Description:
We run a very large database on MySQL cluster that just went into production recently. We call it our "production cluster". The cluster is a 3-machine cluster consisting of a management server, and two dual-processor machines each running an sql node and an ndb node. (We also have a "development cluster" with identical hardware within the office.)
Node ID 1 = ndb_mgmd
Node ID 2 = ndbd node 1
Node ID 3 = ndbd node 2
Node ID 4 = mysqld node 1
Node ID 5 = mysqld node 2
Yesterday evening, all 5 nodes (2xndb, 2xsql, 1xmgm) were running, when an administrator accidentally restarted a data node using mdb_mgm.
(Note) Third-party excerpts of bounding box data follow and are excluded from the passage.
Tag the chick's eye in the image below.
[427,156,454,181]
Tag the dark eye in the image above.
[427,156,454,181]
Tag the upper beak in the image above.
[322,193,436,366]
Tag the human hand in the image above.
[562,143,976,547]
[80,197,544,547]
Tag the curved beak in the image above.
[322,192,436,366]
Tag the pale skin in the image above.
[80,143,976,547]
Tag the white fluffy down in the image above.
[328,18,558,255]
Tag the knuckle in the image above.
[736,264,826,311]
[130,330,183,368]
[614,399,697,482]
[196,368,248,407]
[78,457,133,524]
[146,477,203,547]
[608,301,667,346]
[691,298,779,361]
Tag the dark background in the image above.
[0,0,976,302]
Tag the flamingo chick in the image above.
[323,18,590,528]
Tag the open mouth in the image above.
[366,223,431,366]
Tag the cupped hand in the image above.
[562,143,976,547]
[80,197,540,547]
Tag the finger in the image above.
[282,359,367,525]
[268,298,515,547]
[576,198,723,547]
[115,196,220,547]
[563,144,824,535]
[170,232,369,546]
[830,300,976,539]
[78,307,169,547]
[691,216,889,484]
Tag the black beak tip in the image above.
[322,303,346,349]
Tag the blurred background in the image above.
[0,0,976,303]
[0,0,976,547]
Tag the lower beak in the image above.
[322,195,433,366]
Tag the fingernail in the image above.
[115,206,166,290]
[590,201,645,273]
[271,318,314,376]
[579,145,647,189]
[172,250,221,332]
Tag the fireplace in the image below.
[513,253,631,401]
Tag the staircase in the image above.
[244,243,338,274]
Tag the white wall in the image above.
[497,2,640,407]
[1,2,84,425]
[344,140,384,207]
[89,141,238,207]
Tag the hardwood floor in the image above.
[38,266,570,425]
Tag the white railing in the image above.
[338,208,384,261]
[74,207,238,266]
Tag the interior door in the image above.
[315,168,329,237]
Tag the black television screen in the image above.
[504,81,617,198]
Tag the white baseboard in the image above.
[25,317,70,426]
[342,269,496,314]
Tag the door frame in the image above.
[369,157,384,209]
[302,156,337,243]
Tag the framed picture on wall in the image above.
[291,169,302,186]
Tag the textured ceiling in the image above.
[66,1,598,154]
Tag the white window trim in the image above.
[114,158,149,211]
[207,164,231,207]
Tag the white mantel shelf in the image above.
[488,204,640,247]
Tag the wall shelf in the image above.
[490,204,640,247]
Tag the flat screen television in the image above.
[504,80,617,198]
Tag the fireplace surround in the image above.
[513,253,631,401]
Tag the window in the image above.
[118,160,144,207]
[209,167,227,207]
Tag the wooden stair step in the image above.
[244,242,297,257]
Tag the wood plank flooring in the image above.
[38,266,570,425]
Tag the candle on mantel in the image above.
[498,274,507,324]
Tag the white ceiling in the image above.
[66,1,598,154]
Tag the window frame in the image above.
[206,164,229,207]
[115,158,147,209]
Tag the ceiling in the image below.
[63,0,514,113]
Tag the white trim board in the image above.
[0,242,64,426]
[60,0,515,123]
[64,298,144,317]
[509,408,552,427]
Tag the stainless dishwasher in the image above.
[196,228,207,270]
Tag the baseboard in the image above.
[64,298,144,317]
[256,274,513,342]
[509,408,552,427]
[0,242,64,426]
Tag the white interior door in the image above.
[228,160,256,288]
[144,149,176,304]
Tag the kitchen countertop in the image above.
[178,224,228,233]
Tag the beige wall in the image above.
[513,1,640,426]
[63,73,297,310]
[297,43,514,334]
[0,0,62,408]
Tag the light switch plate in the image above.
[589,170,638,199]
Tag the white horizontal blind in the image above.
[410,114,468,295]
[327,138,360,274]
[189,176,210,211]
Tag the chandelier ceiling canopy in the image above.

While the accidental restart should not have happened, there should not have been any data loss as the node was restarted "normally".
There is currently a 1.5 hour "hole" in our data between 8:40 PM EDT and 10:02 PM EDT. 8:40 PM is exactly the time when the node restart occurred.
- 8:40 PM EDT is the minute the node was restarted.
- 10:02 PM EDT does no seem to correspond to any event in the cluster log.
Since then, our system has been malfuntioning.
- Node 3, when restarted, seemed to take over as master.
- Node 2 stopped recording any data (insert/update), but continued to respond to select statements, so some select statements were returning out-of-date results.
For example, this morning, I got this:
Connected to node 4:
mysql> select max(trans_id) from transaction;
+---------------+
| max(trans_id) |
+---------------+
| 37692 |
+---------------+
1 row in set (0.00 sec)
Connected to node 5:
mysql> select max(trans_id) from transaction;
+---------------+
| max(trans_id) |
+---------------+
| 65771 |
+---------------+
1 row in set (0.00 sec)
Upon discovering this, I restarted the out of date ndb node, and everything appears to be working normally again.
I'm not sure what the root cause of the data loss is, but I suspect it may be related to a problem we've been seeing on our development cluster. On the development cluster, often both ndb nodes seem to be the master at the same time. (ndb_mgm reports both as "Master")
In trying to stop one node or the other this morning, I was unable:
~# /usr/local/mysql/bin/ndb_mgm
-- NDB Cluster -- Management Client --
ndb_mgm> show
Connected to Management Server at: 192.168.2.41:1186
Cluster Configuration
---------------------
[ndbd(NDB)] 2 node(s)
id=2 @192.168.2.17 (Version: 5.0.19, Nodegroup: 0)
id=3 @192.168.2.16 (Version: 5.0.19, Nodegroup: 0, Master)
[ndb_mgmd(MGM)] 1 node(s)
id=1 @192.168.2.41 (Version: 5.0.19)
[mysqld(API)] 2 node(s)
id=4 @192.168.2.16 (Version: 5.0.19)
id=5 @192.168.2.17 (Version: 5.0.19)
ndb_mgm> 2 stop
Node 2: Node shutdown aborted
Shutdown failed.
* 2002: Stop failed
* Node shutdown would cause system crash
ndb_mgm> 3 stop
Node 3: Node shutdown aborted
Shutdown failed.
* 2002: Stop failed
* Node shutdown would cause system crash
This seems odd to me...
I've attached all the logs from the ndb nodes and the mgm node. Maybe you can make a little more sense of it. If there's any other piece of information I can give you, please don't hesitate to ask. You have my full co-operation.
The logs make this post too long, so they will follow in a follow-up post.
How to repeat:
Unknown - In this case, it was simply a node restart - "3 restart" from ndb_mgm. This has been done countless times before without error.
Suggested fix:
Unknown - For now, we're going to tread extremely lightly on the database servers and the management node.
For now, an NDB node must be restarted, we will simply shut it down, and restart it with --initial when during off-peak hours.